Not Too Late to Benefit from Flu Vaccine

Department: Health Services | Posted: 11/30/2012 | Views: 1692

November 30, 2012

 

Not Too Late to Benefit from Flu Vaccine

Many people at high risk still unprotected

 

Citing a recent report by the New York State Department of Health declaring a sharp rise in the number of flu cases in 34 counties in New York State, including Suffolk County, Dr. James Tomarken, Commissioner of the Suffolk County Department of Health Services, is urging all residents who have not yet received their annual flu vaccinations to do so as soon as possible. Flu season usually peaks in January or later and can last as late as May.

“Influenza is a serious disease that should be treated as such,” said Dr. Tomarken. “Most people who become infected with the flu will suffer with fever, congestion, cough, sore throat, and muscle aches over the course of a week or two and will eventually recover completely. However, some are at greater risk for serious complications that can lead to hospitalization or even death. The good news is that immunization can protect us from the flu.”

Individuals who are particularly vulnerable are mature adults over 65 years of age, young children, pregnant women, those with diabetes, heart disease, neurological conditions, or chronic lung diseases, such as asthma and COPD (Chronic Obstructive Pulmonary Disease), and those who are severely obese persons. The most important thing these individuals and their loved ones can do to protect against influenza is to get a flu vaccine each flu season.

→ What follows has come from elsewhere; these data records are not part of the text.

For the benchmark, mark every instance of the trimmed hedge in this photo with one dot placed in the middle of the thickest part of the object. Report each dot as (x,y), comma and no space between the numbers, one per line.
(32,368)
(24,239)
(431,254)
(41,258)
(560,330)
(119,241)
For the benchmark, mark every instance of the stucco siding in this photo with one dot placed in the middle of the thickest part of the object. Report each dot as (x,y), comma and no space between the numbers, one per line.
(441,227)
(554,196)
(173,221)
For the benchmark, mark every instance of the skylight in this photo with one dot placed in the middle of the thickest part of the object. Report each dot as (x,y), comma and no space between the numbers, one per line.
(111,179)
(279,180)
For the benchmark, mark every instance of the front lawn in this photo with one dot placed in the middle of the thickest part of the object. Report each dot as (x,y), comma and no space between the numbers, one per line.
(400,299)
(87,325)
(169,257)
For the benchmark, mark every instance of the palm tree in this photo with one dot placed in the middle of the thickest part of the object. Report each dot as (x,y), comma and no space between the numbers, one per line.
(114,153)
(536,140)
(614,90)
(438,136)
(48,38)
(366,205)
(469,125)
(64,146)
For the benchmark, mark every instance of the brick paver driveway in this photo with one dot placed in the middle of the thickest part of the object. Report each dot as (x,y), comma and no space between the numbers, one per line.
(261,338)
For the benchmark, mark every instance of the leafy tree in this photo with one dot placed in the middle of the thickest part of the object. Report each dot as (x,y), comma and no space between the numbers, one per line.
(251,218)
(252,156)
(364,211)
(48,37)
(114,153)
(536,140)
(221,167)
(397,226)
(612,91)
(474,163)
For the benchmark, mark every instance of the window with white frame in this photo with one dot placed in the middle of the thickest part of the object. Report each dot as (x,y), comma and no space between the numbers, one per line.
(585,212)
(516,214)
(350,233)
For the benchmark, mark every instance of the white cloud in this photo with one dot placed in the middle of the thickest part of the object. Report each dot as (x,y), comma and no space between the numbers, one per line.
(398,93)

The CDC (Centers for Disease Control and Prevention) recommends that children six months of age and older should be immunized against influenza. Children under age nine may need to return for a second dose of immunization.

Flu vaccines are offered in many locations, including doctors’ offices, clinics, local health centers, pharmacies, college health centers and places of business. Contact your health care provider today for your flu vaccine.